The government is clueless, but also the healthcare isn't very good beyond common issues.
It's not like in the US where you have multibillion dollar facilities dedicated to a disease.
Unfortunately the same doctor treating you for cancer is the same doctor putting stitches in some kids finger at the local hospital and not a specialized medical team at the Johns Hopkins Center.
Everything here is treated with Amoxicillin, Tylenol, and if they trust you enough with the hard drugs, maybe some diclofenac.
This case clearly has basically nothing to do with public 'health care' this is clearly political and health research related.
Our health outcomes have plateaued, wait times increased and costs rocketed.
The inevitable nature of uncompetitive systems.
Healthcare is messy. That plateau might be the best we can accomplish given our current technology, science, healthcare, politics, and culture. It's not necessarily a measurement that always has to go up (like USA stocks).
If you want to put this on non-competitive systems, the USA has a competitive system and it is probably worse than Canada. If not completely worse, then certainly worse on major dimensions like cost and accessibility.

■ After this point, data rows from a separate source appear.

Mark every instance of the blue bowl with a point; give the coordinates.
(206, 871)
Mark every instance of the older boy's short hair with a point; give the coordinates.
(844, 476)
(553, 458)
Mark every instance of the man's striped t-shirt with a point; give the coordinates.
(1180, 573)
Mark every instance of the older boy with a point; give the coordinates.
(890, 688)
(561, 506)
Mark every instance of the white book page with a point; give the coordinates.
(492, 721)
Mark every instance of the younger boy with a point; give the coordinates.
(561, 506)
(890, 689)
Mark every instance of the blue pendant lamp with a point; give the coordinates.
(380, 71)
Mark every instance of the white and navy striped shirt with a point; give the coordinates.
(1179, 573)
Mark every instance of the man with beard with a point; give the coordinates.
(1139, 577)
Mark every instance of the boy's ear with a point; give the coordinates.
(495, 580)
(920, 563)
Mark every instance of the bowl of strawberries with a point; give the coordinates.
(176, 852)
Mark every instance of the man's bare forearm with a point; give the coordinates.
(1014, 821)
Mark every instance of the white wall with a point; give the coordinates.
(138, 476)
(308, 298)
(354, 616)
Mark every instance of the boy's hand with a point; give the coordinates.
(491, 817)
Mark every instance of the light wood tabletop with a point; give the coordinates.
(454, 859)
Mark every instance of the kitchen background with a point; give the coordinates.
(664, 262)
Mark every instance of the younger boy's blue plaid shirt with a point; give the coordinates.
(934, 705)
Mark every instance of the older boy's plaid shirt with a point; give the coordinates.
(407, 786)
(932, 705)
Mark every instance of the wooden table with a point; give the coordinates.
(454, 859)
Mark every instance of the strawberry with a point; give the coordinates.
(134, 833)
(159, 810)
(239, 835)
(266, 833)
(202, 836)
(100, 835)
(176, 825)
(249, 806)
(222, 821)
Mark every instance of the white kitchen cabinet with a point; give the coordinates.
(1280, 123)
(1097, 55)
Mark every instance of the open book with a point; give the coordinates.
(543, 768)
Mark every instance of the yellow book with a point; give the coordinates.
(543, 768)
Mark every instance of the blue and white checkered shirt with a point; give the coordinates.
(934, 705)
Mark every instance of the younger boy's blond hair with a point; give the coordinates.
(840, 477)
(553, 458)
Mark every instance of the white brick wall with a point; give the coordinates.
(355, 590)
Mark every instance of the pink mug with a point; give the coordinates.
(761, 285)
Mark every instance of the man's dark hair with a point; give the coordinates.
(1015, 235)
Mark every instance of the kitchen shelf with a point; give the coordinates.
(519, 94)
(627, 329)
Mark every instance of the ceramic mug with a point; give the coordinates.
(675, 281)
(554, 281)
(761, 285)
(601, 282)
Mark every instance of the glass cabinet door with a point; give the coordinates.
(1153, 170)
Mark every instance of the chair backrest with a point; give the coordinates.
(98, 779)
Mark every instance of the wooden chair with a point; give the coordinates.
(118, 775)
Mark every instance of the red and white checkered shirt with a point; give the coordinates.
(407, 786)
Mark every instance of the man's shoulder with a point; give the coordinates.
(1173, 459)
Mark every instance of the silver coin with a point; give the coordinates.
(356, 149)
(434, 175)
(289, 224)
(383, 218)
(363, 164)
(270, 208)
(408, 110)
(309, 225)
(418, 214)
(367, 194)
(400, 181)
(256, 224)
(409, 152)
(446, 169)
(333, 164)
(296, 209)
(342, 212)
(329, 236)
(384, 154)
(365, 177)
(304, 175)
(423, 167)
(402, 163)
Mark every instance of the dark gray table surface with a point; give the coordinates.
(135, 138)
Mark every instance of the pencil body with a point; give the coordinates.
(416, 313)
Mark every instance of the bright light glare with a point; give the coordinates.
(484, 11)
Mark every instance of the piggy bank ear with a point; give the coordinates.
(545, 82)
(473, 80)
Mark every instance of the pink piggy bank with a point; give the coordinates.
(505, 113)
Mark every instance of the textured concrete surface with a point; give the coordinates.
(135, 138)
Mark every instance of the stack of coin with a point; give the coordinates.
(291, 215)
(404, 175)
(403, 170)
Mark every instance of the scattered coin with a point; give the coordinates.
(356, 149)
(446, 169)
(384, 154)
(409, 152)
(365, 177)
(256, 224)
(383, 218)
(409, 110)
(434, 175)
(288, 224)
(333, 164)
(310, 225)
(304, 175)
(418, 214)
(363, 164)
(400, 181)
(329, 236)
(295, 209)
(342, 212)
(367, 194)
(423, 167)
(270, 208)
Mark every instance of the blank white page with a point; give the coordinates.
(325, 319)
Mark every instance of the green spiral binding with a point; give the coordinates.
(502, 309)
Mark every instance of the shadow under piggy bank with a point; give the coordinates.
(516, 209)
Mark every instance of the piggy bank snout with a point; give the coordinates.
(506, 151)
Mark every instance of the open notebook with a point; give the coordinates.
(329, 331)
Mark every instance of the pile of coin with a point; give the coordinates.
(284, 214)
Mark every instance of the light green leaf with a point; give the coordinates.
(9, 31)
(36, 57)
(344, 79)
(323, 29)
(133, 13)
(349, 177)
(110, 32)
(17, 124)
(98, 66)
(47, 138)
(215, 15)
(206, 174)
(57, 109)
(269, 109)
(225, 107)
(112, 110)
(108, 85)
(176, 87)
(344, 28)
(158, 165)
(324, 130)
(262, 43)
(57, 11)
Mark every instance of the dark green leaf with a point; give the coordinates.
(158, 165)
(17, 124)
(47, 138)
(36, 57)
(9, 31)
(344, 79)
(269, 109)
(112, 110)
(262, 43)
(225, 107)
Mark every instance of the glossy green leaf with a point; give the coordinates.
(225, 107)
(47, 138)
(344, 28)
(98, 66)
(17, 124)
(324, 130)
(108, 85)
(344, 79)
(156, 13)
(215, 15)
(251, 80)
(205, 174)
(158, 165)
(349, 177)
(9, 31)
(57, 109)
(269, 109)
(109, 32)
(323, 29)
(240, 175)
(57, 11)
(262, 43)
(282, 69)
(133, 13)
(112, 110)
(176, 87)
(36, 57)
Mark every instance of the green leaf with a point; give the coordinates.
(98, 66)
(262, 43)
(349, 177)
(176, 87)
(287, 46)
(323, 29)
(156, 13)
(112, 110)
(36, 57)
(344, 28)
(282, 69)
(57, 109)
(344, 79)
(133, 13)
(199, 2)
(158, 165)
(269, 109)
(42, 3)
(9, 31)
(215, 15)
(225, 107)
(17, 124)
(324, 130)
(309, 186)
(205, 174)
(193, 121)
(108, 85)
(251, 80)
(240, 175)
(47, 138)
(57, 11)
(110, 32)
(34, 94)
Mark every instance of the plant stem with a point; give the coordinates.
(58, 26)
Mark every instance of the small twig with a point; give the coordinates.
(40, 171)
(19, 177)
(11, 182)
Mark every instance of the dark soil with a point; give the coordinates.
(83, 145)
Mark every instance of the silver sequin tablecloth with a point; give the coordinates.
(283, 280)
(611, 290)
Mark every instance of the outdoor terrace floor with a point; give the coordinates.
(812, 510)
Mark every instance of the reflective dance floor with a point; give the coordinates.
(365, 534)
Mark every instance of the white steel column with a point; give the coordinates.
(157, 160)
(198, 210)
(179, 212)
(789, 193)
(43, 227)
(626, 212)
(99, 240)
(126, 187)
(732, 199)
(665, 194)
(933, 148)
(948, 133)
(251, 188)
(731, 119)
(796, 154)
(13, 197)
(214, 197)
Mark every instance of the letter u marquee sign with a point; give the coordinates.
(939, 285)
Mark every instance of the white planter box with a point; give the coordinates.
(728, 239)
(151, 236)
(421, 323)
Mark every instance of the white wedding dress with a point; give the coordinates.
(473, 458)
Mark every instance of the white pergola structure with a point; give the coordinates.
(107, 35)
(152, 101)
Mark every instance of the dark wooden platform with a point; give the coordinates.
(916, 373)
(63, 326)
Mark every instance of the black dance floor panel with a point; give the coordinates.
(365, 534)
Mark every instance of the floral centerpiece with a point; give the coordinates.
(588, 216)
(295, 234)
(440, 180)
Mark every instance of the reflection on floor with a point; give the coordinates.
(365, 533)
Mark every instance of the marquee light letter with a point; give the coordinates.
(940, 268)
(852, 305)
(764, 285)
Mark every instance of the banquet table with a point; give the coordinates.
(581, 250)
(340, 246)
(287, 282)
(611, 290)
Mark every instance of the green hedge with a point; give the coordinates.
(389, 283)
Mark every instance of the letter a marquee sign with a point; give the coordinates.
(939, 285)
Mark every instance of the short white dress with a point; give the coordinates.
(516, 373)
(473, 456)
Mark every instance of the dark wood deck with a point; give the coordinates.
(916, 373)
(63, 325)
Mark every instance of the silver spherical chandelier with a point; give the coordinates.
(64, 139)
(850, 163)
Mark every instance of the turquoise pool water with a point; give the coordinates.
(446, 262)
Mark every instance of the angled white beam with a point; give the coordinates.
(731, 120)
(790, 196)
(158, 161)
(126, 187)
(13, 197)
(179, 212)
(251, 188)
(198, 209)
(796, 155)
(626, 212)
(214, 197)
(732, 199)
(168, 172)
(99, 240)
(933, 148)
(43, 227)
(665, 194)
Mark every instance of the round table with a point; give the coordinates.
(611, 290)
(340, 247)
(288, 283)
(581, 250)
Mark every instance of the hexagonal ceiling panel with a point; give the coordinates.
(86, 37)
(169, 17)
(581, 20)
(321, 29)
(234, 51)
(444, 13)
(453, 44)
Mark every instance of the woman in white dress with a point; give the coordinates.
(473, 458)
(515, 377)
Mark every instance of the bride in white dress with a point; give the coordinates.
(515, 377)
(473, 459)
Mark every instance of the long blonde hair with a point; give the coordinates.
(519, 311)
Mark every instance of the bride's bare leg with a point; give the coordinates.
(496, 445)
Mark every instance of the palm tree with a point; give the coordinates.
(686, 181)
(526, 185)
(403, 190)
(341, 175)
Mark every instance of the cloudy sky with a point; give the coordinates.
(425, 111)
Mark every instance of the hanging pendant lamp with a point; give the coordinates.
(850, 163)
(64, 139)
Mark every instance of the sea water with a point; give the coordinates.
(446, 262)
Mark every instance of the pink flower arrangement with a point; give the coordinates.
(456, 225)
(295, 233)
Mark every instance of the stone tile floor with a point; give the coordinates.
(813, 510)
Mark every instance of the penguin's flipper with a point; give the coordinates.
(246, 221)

I'd be interested in what these health outcomes measured if you have a link handy.
Our health outcomes are actually dropping, wait times are bad, and costs are the highest in the world.
This is highly misinformed. The problem is precisely the introduction of competitiveness in a system which previously worked well. This is for example explained in Adam Curtis' documentary The Trap Part 2 [0] which you may find online in many places.